Talvez o cenário de "soft landing" (pouso suave) da economia norte-americana esteja ganhando mais probabilidade. Trata-se de uma boa notícia, sobretudo se forem levados em conta os temores relativamente generalizados que até havia pouco frequentavam os círculos financeiros internacionais. Falava-se em crise sistêmica e até aventava-se a hipótese de um "crash" na Bolsa, que, como consequência, produziria uma recessão mundial.
A maior probabilidade de um ajuste lento e gradual da maior economia do planeta, no entanto, pode até mesmo trazer alívio, mas não garante a segurança de vôo das economias periféricas, como a do Brasil.
Primeiro, porque, ao mesmo tempo em que se desaquecem os EUA, sobem os juros na UE (União Européia). Mesmo estando também longe da recessão, o fato é que dois processos de desaquecimento nas maiores economias do mundo, num momento em que a Ásia, sobretudo o Japão, ainda não decolou, são fonte de preocupação mais que suficiente.
Em segundo lugar, é importante lembrar que todas as economias do mundo em desenvolvimento, afetadas pelas crises de 1994 (México), 1997 (Tailândia), 1998 (Rússia) e 1999 (Brasil), lograram recuperar-se até mais rápido do que o esperado. Mas nenhuma delas consegue sustentar-se em crescimento sem o apoio dos grandes mercados dos países desenvolvidos. E, em vários casos, como o do Brasil, o pior já passou, mas mal se conseguiu voltar aos níveis de produção e consumo de antes da crise.

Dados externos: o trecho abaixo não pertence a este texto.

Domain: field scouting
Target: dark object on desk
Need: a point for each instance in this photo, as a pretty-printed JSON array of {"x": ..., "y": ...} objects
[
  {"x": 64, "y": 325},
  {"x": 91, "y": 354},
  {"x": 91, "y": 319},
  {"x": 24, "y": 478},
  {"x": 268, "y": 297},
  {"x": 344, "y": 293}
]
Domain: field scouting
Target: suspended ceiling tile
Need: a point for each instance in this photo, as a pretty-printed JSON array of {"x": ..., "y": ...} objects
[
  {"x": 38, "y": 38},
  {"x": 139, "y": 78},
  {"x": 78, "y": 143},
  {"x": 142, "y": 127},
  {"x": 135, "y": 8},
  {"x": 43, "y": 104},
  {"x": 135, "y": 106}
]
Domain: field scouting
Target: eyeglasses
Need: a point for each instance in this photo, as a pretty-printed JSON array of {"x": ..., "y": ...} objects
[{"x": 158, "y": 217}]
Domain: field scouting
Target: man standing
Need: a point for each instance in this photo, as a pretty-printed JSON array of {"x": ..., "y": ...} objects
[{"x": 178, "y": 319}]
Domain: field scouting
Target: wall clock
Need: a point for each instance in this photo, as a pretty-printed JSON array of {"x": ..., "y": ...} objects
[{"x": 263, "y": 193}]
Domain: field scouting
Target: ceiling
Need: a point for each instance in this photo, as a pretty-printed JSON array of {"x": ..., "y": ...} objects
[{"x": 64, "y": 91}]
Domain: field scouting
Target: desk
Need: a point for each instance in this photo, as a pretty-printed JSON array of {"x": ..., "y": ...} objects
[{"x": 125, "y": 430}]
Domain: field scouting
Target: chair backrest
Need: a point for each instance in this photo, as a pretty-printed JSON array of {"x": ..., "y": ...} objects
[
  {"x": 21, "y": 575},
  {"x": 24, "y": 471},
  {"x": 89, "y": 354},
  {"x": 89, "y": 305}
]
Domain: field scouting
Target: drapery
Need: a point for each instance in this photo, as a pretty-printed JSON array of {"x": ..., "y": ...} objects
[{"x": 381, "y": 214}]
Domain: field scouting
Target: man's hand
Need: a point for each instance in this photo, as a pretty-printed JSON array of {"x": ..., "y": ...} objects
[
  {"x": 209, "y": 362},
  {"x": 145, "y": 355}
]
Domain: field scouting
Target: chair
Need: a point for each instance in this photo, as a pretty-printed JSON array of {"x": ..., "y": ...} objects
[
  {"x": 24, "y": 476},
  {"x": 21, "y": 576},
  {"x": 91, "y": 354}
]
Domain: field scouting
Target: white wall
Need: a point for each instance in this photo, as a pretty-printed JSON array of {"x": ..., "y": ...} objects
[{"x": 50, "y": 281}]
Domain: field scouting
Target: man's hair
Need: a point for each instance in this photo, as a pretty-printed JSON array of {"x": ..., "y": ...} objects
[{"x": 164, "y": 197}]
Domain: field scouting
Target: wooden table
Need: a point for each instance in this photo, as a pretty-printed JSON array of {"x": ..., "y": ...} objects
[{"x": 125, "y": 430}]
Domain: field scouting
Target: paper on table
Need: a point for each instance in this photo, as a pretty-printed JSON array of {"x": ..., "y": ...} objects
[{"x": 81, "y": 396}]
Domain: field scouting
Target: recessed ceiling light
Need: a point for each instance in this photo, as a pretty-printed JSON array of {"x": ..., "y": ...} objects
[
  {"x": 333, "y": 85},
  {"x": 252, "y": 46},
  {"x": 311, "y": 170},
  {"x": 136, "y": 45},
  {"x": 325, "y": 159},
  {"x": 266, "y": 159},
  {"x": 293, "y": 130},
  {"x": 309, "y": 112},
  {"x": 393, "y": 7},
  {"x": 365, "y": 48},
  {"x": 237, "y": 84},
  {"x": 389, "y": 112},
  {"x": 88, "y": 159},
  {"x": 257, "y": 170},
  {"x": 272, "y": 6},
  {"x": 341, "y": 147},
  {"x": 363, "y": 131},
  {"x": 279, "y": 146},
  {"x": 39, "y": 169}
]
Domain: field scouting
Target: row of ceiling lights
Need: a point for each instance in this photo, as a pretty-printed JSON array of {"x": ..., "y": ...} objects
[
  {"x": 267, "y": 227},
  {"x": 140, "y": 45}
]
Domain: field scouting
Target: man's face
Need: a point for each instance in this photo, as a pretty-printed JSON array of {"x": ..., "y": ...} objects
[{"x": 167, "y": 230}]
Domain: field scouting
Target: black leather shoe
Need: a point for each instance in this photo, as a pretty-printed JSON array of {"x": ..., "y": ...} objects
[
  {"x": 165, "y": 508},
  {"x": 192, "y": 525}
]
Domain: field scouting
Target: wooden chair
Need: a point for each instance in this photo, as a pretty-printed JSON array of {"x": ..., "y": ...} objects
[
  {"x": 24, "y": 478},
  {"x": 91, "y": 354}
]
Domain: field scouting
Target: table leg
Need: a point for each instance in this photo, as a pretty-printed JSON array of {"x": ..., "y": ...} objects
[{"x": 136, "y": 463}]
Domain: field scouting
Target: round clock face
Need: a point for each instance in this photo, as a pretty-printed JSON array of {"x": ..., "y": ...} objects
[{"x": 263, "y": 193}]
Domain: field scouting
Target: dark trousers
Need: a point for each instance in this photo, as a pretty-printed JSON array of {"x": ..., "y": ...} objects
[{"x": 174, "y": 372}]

De pouco adianta comemorar o risco menor de uma catástrofe financeira se, na prática, as condições de financiamento das economias periféricas continuam se deteriorando.
Essa dificuldade de financiamento não é apenas conjuntural. Há mais de cinco anos da crise mexicana, os países mais ricos nem deram um passo sequer para reformar o sistema de pagamentos e as instituições multilaterais de fomento ao desenvolvimento. Ao contrário, o que se vê com mais força têm sido iniciativas visando a limitar ainda mais o papel desses organismos, cuja credibilidade foi estruturalmente abalada por erros cometidos antes, durante e depois de cada crise dos últimos anos.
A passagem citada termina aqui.